Presently, I get to the end of the sandy patch where there’s a small shack, a beach eatery. It serves “healthy smoothies.” This is a euphemism for thick, mud-green liquid. Brutalized fruit and veggies. Protein powder. A sticky, sugary taste in your mouth.

I’m not here for the smoothies.The real reason I’m here is because the smoothies are the perfect girl snack. The place is swarming with girls. Sunburned, giggly girls that come from the beige inns. Or from the cheaply built beach houses. Or they come out of the hatchbacks of their parents’ cars. Giggly, jiggly girls determined to atone for last night’s beer and pizza with sugary mud. Girls keen on shedding their parents’ white-food values. Girls promising their growing belly bulges that they will eat better from now on: smoothies, water, grass.

There are a few tables outside the shack and a couple of smaller tables inside where there are computers. Girls in their cheapo beachwear squirm around screens watching videos of the latest pop sensation, whoever it is – lately, $isi. The smoothie cups sit empty, abandoned on the window ledges.

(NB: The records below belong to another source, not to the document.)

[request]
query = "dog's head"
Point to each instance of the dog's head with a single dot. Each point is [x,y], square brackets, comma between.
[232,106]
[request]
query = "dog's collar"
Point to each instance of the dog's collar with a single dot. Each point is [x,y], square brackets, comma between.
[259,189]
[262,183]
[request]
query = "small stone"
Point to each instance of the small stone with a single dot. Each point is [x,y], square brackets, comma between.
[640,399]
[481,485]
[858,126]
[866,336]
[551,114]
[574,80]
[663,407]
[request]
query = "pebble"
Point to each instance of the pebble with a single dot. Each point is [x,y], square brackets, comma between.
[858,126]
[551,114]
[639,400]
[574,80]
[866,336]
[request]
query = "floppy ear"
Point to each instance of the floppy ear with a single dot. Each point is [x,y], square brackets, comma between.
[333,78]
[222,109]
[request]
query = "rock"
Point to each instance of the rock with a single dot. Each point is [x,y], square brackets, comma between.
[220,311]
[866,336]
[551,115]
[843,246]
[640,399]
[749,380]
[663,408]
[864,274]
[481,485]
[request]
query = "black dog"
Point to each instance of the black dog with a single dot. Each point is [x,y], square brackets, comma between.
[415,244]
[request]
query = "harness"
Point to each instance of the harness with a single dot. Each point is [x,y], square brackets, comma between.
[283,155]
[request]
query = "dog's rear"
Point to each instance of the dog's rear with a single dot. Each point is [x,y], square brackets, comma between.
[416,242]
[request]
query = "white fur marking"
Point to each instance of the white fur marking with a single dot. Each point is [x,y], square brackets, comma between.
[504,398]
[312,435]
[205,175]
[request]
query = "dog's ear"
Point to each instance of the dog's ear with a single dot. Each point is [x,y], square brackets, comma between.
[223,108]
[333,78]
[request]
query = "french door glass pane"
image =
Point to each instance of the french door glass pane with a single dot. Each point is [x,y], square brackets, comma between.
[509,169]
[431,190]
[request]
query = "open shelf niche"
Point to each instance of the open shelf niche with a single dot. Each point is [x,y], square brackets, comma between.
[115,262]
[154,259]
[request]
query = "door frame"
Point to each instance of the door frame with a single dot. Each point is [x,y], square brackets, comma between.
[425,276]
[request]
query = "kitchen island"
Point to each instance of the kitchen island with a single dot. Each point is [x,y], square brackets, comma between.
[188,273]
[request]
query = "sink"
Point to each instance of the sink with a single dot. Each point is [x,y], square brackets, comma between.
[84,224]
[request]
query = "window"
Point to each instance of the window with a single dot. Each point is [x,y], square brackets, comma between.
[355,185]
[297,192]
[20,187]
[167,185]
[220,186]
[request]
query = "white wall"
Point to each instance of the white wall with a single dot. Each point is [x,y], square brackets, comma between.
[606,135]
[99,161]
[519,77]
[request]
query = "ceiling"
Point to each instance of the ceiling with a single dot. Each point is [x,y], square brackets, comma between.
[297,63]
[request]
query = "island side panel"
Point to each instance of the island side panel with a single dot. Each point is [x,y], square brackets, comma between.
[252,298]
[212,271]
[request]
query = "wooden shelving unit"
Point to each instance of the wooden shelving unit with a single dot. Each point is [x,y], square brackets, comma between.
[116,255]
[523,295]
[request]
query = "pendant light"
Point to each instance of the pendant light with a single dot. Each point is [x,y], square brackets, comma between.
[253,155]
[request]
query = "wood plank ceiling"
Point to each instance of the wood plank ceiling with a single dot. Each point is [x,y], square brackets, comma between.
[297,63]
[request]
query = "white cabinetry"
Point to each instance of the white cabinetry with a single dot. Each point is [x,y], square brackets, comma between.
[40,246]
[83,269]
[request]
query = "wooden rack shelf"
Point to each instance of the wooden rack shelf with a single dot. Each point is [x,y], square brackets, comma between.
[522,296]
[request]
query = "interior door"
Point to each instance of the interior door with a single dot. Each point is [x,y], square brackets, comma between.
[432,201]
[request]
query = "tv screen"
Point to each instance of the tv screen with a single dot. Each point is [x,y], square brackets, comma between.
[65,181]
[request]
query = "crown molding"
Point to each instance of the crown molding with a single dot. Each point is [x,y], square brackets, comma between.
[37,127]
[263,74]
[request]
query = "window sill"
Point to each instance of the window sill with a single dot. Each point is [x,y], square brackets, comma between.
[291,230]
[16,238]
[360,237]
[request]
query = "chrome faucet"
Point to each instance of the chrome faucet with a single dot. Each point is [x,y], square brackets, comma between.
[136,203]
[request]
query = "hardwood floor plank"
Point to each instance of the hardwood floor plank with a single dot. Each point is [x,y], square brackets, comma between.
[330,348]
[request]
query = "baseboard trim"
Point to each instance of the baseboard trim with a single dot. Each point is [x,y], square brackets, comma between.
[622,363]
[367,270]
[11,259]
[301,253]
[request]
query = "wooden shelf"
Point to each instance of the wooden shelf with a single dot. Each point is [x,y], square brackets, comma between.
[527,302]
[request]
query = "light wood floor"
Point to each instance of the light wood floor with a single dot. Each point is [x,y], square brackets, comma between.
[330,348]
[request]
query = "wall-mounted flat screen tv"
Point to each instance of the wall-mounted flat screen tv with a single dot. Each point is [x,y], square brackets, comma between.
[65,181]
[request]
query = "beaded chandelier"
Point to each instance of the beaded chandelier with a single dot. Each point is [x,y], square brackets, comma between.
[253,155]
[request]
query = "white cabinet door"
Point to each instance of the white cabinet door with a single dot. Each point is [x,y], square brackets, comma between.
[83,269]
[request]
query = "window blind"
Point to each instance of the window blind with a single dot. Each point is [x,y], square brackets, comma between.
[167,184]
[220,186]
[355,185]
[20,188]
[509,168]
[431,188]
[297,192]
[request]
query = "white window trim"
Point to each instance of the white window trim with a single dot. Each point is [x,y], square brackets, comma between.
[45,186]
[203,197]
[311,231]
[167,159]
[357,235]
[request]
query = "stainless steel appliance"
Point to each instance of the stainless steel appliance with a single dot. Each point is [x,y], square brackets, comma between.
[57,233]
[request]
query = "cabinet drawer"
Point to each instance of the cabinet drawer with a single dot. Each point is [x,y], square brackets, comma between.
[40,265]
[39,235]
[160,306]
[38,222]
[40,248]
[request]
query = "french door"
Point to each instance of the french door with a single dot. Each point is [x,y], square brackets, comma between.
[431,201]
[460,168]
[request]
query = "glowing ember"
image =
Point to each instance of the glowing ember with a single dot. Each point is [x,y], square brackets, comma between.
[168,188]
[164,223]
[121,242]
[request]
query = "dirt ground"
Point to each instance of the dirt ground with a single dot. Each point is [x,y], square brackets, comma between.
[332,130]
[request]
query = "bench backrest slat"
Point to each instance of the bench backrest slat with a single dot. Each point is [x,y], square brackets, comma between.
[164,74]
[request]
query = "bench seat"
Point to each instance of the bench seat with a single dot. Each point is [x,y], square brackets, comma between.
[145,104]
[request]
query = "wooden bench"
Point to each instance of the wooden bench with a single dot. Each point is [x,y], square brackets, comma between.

Today, there’s the usual throng of girls gathered around the computer screens. $isi’s latest hit, “Brokenhearted,” bounces off the walls. There’s a coconut smell of tanning oil in the air. The girls sweat and vibrate with excitement. The song has a cocaine line of a hook. I remember a producer saying that a song is a success if you can’t imagine you could ever stop listening to it. But then you run out of your high, and only $isi can give you the right fix again.

And only people like me can give you $isi.

I have a sudden image of $isi tiptoeing to a bathroom. We’re in a hotel. A dark room, a vast white bed, me in it. She is holding herself between her legs. There’s sunlight cutting through the slit in the curtains. It divides the carpet in a straight, bright line, $isi’s brown feet turning white as she steps through it. She says, “I always thought that was a cliché, sleeping with people to get ahead in life.”

“You feel used?”

She turns toward me, “Not at all. Make me a star.”

I can’t see her after staring at her feet, at the bright line for too long. Everything – her face – has vanished. Then it all comes back slowly, the contours of her face. Small and narrow, a mouse face. The clamped mouth. She looks like a child pretending not to be a child. But she is no longer a child. I’m not her downfall; I am her saviour. I will make her into a star.

I do make her into a star.

* * *

I line up behind a Seven and a maybe-Four and a solid Three.

There’s some problem with the smoothie machine. Panicked bustling behind the counter.